RE: Understanding Terms and Services

So what we're all saying here is that analytics and aggregates are complex and context-specific. But companies compile, use and share them for a lot of reasons. Sure, one is selling data to data aggregators. Another is tracking flu epidemics through search terms. Or establishing traffic patterns for the optimal placement of stoplights. Are you saying that, even before we know what valuable information can be gleaned from data, those specific processes have to be listed in a privacy policy that's updated every time a new process is begun (and which we know from testing and experience no one will ever read except maybe Karl here ;-)? 

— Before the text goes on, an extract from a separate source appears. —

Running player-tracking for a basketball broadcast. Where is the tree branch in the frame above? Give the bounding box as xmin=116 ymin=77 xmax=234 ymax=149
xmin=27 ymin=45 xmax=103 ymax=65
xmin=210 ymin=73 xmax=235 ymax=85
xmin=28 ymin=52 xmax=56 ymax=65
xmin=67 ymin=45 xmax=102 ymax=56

Can it be enough to say that, if data is aggregated to a level where individuals cannot be identifiable or reverse engineered, for whatever that means for that data set, then we can avoid listing all those reasons? And if despite the anonymisation and aggregation of whatever level, if users are still uncomfortable with being part of the data set, they should be able to indicate so in some easy-to-use manner, be it in a browser setting, a permission set with that company, or a command in your personal data ecosystem. 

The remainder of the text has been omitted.